This work is based on the Edge.org 2017 annual question “Which Scientific Concept Should be More Well Known?”, where a range of eminent scientists and science writers contribute short pieces nominating a concept. Text analytics was used to visualise the concepts, with the hope of finding related ideas and looking at interdisciplinary links between the concepts nominated by the scientists who were polled.
Jean Miélot, science in the middle ages (Wikicommons)
The 205 contributed scientific concepts were downloaded and organised by topic and descriptive text. They were also allocated to a discipline, based on the bio of the contributing expert on edge.org. This gave the breakdown shown in Table 1, below.
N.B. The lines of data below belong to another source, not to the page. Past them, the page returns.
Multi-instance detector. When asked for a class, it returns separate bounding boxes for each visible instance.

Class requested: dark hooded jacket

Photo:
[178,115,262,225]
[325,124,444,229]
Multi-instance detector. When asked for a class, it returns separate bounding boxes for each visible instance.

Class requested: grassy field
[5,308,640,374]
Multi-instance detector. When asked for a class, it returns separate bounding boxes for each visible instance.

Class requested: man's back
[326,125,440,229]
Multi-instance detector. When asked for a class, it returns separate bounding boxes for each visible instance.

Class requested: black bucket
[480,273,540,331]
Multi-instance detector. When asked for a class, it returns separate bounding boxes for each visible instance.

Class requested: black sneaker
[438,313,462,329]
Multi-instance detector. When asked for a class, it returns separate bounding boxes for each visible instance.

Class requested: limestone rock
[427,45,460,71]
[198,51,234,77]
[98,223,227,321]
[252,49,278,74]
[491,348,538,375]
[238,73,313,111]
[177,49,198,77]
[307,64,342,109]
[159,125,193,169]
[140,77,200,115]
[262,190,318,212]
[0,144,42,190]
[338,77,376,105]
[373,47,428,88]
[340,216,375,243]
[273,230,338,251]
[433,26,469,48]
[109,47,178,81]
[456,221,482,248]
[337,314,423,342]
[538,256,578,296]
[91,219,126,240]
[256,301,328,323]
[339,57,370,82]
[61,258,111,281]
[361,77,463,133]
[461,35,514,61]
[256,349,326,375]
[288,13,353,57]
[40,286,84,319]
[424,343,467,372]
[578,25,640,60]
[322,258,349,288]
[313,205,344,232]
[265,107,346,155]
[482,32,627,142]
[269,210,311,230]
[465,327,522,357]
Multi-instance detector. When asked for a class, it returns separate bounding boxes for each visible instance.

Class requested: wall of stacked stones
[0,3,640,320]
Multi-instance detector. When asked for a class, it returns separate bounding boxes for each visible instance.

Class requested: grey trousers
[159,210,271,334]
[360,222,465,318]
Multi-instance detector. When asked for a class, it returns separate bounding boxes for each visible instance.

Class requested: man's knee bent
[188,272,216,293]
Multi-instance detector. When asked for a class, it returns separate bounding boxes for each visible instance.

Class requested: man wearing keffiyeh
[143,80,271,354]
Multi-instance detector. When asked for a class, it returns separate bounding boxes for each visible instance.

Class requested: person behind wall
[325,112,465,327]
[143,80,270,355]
Respondents to the Edge question seemed to give two types of answer: those related to the scientific method itself, and those derived from different scientific fields. This revealed some ambiguity in the question. It also seemed to be the case that respondents sometimes cited concepts from fields other than their own.
no | discipline | ideas |
---|---|---|
1 | Psychology | 36 |
2 | Physics | 31 |
3 | Computer Science | 22 |
4 | Science General | 21 |
5 | Biology | 14 |
6 | Philosophy | 12 |
7 | Neuroscience | 10 |
8 | Cognitive Science | 9 |
9 | Mathematics | 5 |
10 | Medicine | 5 |
Using TidyText text mining methods in R (Silge and Robinson, 2016) we can generate a similarity diagram based on the TF-IDF of the key terms in the Edge concepts. The diagram below filters with a correlation of 0.075. The discipline colouring is not too useful (these might be better classified into a smaller grouping). But with some effort we can see areas where disciplinary ideas are cliquey / clustered, such as:
- Maladaptation, somatic evolution and simplistic disease progression in medicine;
- The principle of least action, the big bang and parallel universes in physics;
..but also some cross disciplinary linkages, including:
- criticality from physics and positive feedbacks in climate change (environmental science);
- possibility space in maths and alternative possibilities (scientific method / psychology);
Of course, without further refinement this technique and the examples above are not necessarily distinguishing entries with shared language from ideas with truly related overarching concepts.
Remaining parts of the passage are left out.